Google Settlement Parties Split Over Standing

December 24, 2018, 6:33 PM UTC

Google , consumers and others involved in an $8.5 million privacy settlement continue to argue over whether the suit should be before the U.S. Supreme Court.

The class and a settlement objector, in supplemental reply briefs filed Dec. 21, argue the consumers suffered sufficient harm by Google’s practice of sharing their search terms with third parties to have standing to sue.

But Google and the federal government say the consumers can’t show they suffered a concrete injury from the disclosures.

  • Objector Ted Frank argues Google and the government confuse weakness on the merits with lack of Article III standing. Their arguments would lead to an “unprecedented shift in power from the legislature to the judiciary and from the federal government’s ability to regulate interstate commerce to the states,” he says.
  • The class argues Google and the government aren’t focused on the scope of judicial power as envisioned by the Framers of the Constitution. “Their submissions read as if injury-in-fact depends not on judicial practice from the era of muskets but on causes of action developed coincident with bell-bottom jeans and moon landings,” the class says.
  • Google says the class has no historical evidence that disclosure of search terms creates concrete harm. Instead, the class and Frank use “inapt analogies between the routine browser function at issue here and the publication of private letters” to establish standing, it says.
  • The government agrees with Google that disclosure of search terms isn’t a concrete injury. Invasion of privacy can’t be analogized with historical examples involving loss of property for standing purposes, the government says.

Standing dominated oral argument Oct. 31 in the case that was brought to the justices on the appropriateness of using cy pres in class settlements.

Cy pres is the practice of distributing settlement funds to charitable organizations in a way that indirectly benefits class members because it isn’t feasible to compensate them directly.
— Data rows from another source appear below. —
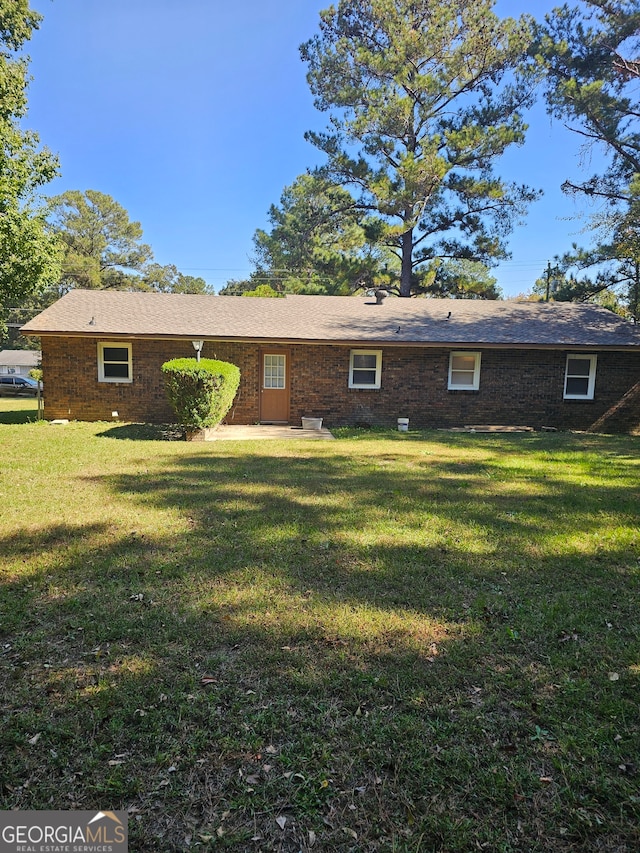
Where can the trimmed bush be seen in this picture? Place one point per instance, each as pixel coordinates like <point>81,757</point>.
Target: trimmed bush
<point>201,392</point>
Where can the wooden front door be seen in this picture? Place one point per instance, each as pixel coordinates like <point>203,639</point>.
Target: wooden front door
<point>274,387</point>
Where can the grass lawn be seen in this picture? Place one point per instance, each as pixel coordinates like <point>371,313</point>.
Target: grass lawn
<point>389,642</point>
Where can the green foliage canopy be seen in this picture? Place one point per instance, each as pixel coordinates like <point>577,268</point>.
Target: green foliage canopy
<point>590,54</point>
<point>102,246</point>
<point>423,98</point>
<point>29,256</point>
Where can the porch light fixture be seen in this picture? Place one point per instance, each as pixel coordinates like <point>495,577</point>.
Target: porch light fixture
<point>197,345</point>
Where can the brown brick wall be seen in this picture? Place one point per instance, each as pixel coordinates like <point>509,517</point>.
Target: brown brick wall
<point>517,387</point>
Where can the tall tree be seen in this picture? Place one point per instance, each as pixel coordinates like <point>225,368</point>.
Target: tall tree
<point>168,279</point>
<point>102,246</point>
<point>28,252</point>
<point>591,57</point>
<point>423,99</point>
<point>319,242</point>
<point>590,54</point>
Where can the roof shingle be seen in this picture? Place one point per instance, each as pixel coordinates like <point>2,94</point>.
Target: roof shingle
<point>335,319</point>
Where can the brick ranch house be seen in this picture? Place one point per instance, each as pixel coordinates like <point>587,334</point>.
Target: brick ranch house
<point>349,360</point>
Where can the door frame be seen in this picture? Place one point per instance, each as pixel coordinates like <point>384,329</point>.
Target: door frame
<point>275,350</point>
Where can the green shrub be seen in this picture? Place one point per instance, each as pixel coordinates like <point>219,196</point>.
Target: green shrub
<point>201,392</point>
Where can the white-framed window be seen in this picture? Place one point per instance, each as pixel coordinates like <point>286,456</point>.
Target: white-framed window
<point>114,362</point>
<point>580,376</point>
<point>464,371</point>
<point>365,368</point>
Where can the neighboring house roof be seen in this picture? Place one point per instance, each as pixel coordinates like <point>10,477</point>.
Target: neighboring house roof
<point>335,319</point>
<point>19,358</point>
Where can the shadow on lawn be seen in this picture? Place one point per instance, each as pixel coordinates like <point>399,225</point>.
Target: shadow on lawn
<point>373,670</point>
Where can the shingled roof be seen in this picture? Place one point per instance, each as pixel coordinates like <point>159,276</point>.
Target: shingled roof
<point>335,319</point>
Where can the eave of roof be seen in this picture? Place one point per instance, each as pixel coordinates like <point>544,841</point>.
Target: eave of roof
<point>353,321</point>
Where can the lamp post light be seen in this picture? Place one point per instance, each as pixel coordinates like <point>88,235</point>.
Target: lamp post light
<point>197,345</point>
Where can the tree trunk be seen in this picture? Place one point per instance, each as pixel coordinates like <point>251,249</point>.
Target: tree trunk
<point>407,263</point>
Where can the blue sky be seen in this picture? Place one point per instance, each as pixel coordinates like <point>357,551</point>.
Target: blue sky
<point>192,113</point>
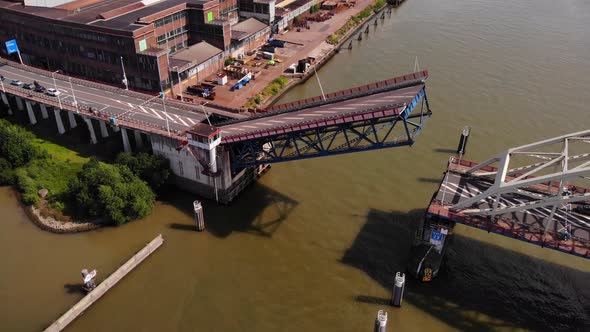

Frank says the lower courts erred in allowing all the proceeds of the settlement to go to charity.

The request for additional briefing signals the court may find it doesn’t have jurisdiction to get to that question.

The court has three options if it decides standing prevents it from getting to the cy pres question: It can write an opinion addressing standing, remand the case for the lower court to reconsider the issue, or dismiss the case as improvidently granted.

The Competitive Enterprise Institute Center for Class Action Fairness represents the objectors.

Nassiri & Jung LLP and MoloLamken LLP represent the class. Mayer Brown LLP and O’Melveny & Myers LLP represent Google.

The case is Frank v. Gaos, U.S., No. 17-961, supplemental reply briefs filed 12/21/18.